Quote Originally Posted by zanzabar View Post
so i am not going to quote and do that thing as my point seems to be not taken at face value.

a cd has a fixed amount of range but a record does not.
You have dynamic range ("volume") and you have frequency range. From Wikipedia on Dynamic range: "Vinyl microgroove phonograph records typically yield 55-65 dB" and "The 16-bit compact disc has a theoretical dynamic range of about 96 dB". Which has a wider range?

And if you're talking about frequency you said "no real point over 24bit 96 and even that is overkill" so what point is it having frequencies that we can't hear? If you're going to say that 24/96 is overkill then clearly going above 44.1kHz is of no value which in turn means that it can't be the frequency range that is the problem.

So what "fixed amount of range" is it that CD is missing?


Quote Originally Posted by zanzabar View Post
with a cd if you want super bass like most modern stuff has you have to sacrifice the quality of the high end, but a record you can have both (or more of both.)
Where did you get that from? Try cutting a vinyl record with lots of low-end bass in stereo.

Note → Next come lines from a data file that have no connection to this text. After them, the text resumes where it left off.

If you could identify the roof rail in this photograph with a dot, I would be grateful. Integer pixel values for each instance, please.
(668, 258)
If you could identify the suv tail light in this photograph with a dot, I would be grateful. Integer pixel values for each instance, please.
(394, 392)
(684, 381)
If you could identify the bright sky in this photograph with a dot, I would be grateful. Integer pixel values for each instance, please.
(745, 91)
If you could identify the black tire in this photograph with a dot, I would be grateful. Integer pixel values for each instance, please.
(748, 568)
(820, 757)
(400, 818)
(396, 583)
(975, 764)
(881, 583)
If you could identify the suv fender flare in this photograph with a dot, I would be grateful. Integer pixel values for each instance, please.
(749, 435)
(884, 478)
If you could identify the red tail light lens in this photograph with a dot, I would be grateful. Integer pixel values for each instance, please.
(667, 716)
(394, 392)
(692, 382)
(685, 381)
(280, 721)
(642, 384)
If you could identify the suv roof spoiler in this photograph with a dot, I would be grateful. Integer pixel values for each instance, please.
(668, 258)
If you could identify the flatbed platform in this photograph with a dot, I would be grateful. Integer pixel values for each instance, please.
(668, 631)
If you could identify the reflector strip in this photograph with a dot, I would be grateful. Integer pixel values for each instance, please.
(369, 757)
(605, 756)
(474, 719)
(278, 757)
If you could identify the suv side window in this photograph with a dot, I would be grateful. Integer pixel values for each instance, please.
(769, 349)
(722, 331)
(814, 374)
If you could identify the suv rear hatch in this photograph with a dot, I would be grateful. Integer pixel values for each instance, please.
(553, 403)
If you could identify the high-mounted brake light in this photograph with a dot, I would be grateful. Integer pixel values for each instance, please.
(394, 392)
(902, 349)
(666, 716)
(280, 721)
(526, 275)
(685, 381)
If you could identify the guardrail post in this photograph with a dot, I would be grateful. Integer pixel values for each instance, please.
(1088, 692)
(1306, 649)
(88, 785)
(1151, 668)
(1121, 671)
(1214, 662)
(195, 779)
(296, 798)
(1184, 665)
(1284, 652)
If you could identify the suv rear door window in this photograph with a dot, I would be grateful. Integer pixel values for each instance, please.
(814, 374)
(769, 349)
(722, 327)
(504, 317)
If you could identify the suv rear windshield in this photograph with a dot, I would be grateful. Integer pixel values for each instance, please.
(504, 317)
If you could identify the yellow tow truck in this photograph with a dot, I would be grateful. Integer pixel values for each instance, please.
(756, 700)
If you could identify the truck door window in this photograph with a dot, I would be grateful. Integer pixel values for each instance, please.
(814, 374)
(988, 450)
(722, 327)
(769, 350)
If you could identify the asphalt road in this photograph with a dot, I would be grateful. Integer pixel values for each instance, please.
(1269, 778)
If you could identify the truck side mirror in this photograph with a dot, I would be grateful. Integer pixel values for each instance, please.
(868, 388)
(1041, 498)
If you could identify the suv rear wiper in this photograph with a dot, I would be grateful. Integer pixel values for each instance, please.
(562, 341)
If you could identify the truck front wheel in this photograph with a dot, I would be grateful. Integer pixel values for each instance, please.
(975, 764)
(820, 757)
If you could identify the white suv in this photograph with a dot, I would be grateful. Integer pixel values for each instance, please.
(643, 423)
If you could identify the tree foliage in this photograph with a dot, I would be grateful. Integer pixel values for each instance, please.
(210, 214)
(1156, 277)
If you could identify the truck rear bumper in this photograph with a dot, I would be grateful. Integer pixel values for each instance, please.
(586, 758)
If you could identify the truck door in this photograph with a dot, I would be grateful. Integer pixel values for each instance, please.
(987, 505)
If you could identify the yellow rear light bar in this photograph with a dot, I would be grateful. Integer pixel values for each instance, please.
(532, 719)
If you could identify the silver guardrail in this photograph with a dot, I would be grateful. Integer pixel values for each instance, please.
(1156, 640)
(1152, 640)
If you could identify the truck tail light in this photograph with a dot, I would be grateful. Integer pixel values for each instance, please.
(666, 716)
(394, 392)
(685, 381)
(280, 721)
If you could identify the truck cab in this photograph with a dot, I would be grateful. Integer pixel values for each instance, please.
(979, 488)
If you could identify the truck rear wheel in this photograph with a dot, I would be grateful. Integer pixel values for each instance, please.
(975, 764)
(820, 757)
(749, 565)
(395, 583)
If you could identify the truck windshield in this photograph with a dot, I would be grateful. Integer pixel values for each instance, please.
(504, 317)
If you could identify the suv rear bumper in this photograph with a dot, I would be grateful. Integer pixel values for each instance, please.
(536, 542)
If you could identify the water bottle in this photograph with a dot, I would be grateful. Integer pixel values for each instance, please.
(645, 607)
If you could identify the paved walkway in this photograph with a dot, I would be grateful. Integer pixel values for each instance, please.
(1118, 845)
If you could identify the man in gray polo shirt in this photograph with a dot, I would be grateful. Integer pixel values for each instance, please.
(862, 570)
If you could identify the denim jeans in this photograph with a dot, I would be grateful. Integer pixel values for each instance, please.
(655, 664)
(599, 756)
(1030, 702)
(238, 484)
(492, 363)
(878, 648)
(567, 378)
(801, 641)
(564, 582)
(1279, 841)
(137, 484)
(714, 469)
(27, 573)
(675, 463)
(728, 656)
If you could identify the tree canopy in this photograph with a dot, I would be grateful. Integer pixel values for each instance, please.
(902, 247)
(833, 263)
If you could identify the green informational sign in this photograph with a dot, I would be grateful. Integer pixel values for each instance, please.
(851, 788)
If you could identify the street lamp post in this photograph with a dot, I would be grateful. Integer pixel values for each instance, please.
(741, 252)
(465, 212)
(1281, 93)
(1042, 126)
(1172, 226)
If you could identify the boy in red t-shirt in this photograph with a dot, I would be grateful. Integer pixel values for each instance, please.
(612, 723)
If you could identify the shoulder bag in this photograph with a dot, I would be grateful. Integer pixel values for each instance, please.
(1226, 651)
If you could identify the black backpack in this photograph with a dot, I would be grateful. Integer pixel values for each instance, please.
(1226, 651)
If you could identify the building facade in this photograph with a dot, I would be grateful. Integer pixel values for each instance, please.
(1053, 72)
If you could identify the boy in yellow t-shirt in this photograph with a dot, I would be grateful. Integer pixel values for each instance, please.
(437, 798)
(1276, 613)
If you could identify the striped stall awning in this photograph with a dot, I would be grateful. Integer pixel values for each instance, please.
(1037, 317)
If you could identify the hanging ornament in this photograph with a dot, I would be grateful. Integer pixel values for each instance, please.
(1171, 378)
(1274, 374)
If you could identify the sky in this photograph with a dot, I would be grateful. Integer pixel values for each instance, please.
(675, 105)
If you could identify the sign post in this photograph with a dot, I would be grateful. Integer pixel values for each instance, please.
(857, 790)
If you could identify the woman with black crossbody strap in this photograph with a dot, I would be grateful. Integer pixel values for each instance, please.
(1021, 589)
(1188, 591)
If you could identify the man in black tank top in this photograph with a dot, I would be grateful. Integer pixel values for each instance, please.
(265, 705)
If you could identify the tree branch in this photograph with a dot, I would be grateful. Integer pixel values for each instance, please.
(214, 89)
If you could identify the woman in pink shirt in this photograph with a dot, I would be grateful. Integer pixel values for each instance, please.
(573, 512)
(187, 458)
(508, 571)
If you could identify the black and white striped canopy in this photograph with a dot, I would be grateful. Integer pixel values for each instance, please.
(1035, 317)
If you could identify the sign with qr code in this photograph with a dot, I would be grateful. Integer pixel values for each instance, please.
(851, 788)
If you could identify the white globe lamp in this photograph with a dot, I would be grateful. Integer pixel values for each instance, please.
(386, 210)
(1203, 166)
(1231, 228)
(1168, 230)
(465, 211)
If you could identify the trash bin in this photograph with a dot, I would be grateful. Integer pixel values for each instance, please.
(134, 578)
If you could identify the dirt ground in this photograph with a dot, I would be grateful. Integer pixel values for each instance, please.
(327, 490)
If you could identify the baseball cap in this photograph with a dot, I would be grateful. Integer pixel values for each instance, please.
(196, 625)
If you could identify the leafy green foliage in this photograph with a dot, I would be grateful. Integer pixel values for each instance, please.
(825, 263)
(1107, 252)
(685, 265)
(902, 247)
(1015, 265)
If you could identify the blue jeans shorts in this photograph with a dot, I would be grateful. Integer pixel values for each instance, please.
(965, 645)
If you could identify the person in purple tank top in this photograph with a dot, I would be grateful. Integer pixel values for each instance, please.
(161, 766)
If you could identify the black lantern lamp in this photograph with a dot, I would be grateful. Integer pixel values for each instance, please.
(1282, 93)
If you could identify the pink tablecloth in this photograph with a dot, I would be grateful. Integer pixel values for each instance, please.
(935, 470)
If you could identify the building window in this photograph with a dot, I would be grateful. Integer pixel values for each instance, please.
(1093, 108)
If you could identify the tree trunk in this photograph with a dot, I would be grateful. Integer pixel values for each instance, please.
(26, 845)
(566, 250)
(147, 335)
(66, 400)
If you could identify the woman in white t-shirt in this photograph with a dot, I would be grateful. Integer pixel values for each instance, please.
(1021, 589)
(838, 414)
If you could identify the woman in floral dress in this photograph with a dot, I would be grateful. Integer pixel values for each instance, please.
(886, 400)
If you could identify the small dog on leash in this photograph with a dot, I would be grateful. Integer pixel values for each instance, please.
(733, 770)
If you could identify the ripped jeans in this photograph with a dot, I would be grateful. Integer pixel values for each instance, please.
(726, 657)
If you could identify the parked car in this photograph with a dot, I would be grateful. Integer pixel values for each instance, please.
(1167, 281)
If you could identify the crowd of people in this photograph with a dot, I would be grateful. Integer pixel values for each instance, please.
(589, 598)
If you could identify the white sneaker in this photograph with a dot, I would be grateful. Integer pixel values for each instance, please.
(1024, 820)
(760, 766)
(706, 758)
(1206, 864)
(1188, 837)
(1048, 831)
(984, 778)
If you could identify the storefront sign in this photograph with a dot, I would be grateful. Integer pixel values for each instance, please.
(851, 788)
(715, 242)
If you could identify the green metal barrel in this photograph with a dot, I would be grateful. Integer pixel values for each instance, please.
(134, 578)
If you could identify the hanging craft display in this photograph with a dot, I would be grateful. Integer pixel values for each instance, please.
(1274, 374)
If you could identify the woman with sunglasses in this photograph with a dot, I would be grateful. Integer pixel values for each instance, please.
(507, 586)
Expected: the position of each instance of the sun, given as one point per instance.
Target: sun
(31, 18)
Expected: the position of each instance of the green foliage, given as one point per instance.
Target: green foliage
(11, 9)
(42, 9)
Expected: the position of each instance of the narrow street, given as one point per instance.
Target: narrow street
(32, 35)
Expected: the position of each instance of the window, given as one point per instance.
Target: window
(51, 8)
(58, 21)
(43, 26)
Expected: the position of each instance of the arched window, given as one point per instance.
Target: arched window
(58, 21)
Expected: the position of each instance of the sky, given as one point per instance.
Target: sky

Quote Originally Posted by zanzabar View Post
and with 32bit i was ogling the wave forms from fixed point
Not sure what you mean. There are virtually no a/d/a converters that run 32bit fixed point. And the majority of 32-bit floating point usage is in the act of processing digital audio. So when I work on something my computer will take data stored at 24-bit, convert to 32-bit float on the fly, process it, and by the time it's done and it reaches my converters it's back to 24-bits.